You are viewing a plain text version of this content. The canonical link for it is here.
Posted to notifications@shardingsphere.apache.org by GitBox <gi...@apache.org> on 2020/03/23 04:26:04 UTC

[GitHub] [incubator-shardingsphere] kimmking opened a new issue #4896: [DISCUSS]MetadataCenter Design 5.x

kimmking opened a new issue #4896: [DISCUSS]MetadataCenter Design 5.x
URL: https://github.com/apache/incubator-shardingsphere/issues/4896
 
 
   MetadataCenter Design5.x is a part of Orchestration 5.x Design(#4515).
   
   ## Metadata Center Design
   
   The purpose of this document is to illustrate the metadata center design of the Apache ShardingSphere governance module.
   
   [TOC]
   
   ### 1. Definition
   
   The word 'metadata' in this article is the metadata of the data source used by Sharding-JDBC / Sharding-Proxy. These metadata are the core data objects to ensure the correct operations of each component of ShardingSphere.

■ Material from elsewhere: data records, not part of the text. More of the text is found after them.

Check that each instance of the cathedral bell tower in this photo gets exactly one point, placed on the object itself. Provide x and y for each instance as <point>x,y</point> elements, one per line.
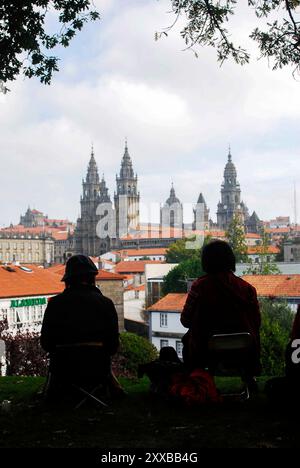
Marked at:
<point>230,204</point>
<point>127,198</point>
<point>94,192</point>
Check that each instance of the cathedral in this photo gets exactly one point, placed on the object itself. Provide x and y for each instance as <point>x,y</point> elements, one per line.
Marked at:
<point>102,224</point>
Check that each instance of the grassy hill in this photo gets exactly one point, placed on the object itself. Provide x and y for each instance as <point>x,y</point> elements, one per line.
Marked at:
<point>141,420</point>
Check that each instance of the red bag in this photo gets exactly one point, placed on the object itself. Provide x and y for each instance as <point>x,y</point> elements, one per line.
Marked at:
<point>198,387</point>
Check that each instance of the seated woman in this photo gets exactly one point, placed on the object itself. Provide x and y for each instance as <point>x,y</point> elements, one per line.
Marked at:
<point>219,303</point>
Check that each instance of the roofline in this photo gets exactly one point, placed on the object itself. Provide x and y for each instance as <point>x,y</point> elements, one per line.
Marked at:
<point>160,310</point>
<point>31,295</point>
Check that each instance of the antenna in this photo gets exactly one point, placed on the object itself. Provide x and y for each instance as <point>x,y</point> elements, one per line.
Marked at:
<point>295,206</point>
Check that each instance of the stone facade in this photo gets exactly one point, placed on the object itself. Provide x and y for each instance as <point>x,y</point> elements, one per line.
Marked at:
<point>171,213</point>
<point>26,248</point>
<point>101,225</point>
<point>115,291</point>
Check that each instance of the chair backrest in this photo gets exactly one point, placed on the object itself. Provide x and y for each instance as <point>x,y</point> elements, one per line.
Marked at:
<point>229,353</point>
<point>230,342</point>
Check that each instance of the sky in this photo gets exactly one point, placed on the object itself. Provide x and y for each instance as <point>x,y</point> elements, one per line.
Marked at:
<point>179,114</point>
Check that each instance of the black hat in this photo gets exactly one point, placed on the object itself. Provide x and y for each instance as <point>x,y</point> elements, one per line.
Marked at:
<point>78,265</point>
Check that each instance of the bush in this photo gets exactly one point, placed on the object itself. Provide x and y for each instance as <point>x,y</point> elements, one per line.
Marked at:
<point>24,354</point>
<point>277,319</point>
<point>134,350</point>
<point>176,280</point>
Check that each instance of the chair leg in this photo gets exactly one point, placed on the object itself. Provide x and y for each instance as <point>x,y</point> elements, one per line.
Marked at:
<point>88,395</point>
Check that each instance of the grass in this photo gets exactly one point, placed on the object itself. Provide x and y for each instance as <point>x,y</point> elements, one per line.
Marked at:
<point>141,420</point>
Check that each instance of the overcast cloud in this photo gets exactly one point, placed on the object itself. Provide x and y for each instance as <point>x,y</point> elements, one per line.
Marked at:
<point>179,114</point>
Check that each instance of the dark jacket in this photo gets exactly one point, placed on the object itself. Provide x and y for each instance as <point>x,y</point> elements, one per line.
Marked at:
<point>78,315</point>
<point>219,303</point>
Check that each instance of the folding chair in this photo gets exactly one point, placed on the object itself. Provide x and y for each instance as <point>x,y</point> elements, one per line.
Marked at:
<point>79,369</point>
<point>229,355</point>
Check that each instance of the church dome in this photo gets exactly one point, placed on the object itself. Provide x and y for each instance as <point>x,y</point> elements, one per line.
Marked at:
<point>172,198</point>
<point>230,170</point>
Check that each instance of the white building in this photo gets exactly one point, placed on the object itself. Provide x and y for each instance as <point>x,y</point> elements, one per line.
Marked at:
<point>165,328</point>
<point>24,294</point>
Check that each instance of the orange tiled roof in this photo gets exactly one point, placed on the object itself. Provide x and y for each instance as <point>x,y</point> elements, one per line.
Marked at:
<point>103,275</point>
<point>132,287</point>
<point>108,275</point>
<point>134,267</point>
<point>55,232</point>
<point>254,249</point>
<point>172,302</point>
<point>21,283</point>
<point>275,285</point>
<point>142,252</point>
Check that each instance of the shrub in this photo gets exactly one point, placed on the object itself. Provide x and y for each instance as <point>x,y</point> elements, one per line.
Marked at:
<point>134,350</point>
<point>24,354</point>
<point>277,319</point>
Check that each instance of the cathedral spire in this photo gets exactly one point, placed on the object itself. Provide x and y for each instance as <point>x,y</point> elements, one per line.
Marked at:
<point>172,198</point>
<point>229,154</point>
<point>103,191</point>
<point>126,164</point>
<point>92,173</point>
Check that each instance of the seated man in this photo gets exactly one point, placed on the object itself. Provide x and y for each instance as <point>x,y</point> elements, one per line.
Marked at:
<point>83,317</point>
<point>220,303</point>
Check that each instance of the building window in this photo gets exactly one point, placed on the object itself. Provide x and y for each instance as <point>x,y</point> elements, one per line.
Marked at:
<point>163,320</point>
<point>164,343</point>
<point>179,347</point>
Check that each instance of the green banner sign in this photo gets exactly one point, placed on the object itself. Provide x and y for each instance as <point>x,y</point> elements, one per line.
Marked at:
<point>28,302</point>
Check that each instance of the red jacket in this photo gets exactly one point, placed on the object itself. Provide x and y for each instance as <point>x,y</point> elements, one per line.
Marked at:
<point>219,303</point>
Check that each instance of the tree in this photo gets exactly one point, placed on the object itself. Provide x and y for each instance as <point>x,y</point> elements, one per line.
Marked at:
<point>177,252</point>
<point>277,33</point>
<point>236,238</point>
<point>266,265</point>
<point>277,320</point>
<point>180,251</point>
<point>176,280</point>
<point>25,42</point>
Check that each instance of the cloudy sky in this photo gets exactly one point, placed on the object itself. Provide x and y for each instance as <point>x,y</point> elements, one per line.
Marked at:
<point>179,114</point>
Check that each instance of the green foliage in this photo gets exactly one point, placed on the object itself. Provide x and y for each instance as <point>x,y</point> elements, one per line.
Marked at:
<point>277,319</point>
<point>177,252</point>
<point>277,33</point>
<point>134,350</point>
<point>266,264</point>
<point>235,236</point>
<point>24,41</point>
<point>176,279</point>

Currently, they are scattered in each part of the system. They should be reorganized and managed in a unified manner using a new component such like 'metadata center', and coordinate changes when metadatas changes.
   
   
   
   ### 2. Types
   
   The current metadata object models are mainly defined in:
   
   > org.apache.shardingsphere.sql.parser.binder
   >
   > ├─column
   > │      ColumnMetaData.java
   > │      ColumnMetaDataLoader.java
   > ├─index
   > │      IndexMetaData.java
   > │      IndexMetaDataLoader.java
   > ├─schema
   > │      SchemaMetaData.java
   > │      SchemaMetaDataLoader.java
   > └─table
   >      TableMetaData.java
   >      TableMetaDataLoader.java
   >
   > 
   >
   > Hierarchical relationship is `schema > table > column + index`
   >
   > At the same time, the scaling module also has a subset of models and loaders that need to be merged (#4866).
   
   
   
   One issue to further discuss is:
   
   > Question 1: Should sharding rules and so on be put in the metadata center uniformly?
   >
   > It is recommended to only process datasource metadatas right now, and rule datas should still be placed in config center. See if we want to adjust them later.
   
   
   
   ### 3. Current Metadata Loading
   
   The unified entry for loading metadatas in:
   
   > org.apache.shardingsphere.sql.parser.binder.metadata.schema.SchemaMetaDataLoader
   
   ![image-20200319190724018](https://user-images.githubusercontent.com/807508/77133013-76df2780-6a9c-11ea-9a98-54d69bd43599.png)
   
   Metadatas are loaded in three places:
   
   1、Sharding-JDBC
   
   2、Sharding-Proxy
   
   > Bootstrap.startWithRegistryCenter->LogicSchemas.init/initSchemas->LogicSchemas.initSchemas(for)
   >
   > ->LogicSchemaFactory.newInstance->XXSchema->XXSchema.createMetaData/loadSchemaMetaData
   >
   > ->SchemaMetaDataLoader.load(dataSource, maxConnectionsSizePerQuery)
   
   Each XXSchema class implements guava's @ Subscribe's renew method, which can execute the corresponding rules to refresh them(rules, not metadatas) when an event is received. 
   
   ShardingSchema and MasterSlaveSchema can additionally support the disableEvent to disable the data source. (This section have a lot codes those can be optimized.)
   
   sharding table metadatas loading:
   
   > org.apache.shardingsphere.core.metadata.ShardingMetaDataLoader
   
   Load the logic part and the default part separately, and then call SchemaMetaDataLoader to load according to the hierarchy.
   
   3、Sharding-scaling
   
   There are an independent TableMetaDataLoader/ColumnMetaDataLoader here, used to load its own TableMetaData/ColumnMetaData.
   
   
   
   ### 4. Metadata Usage 
   
   **Route Module**
   
     * If it is SelectStatementContext, where condition exists, it will participate in obtaining ShadingConditions
     * If it is DDLStatement, DCLStatement, it will get the table data from it.
   
   **Rewrite Module**
   
   - Determine if the column exists in metadata.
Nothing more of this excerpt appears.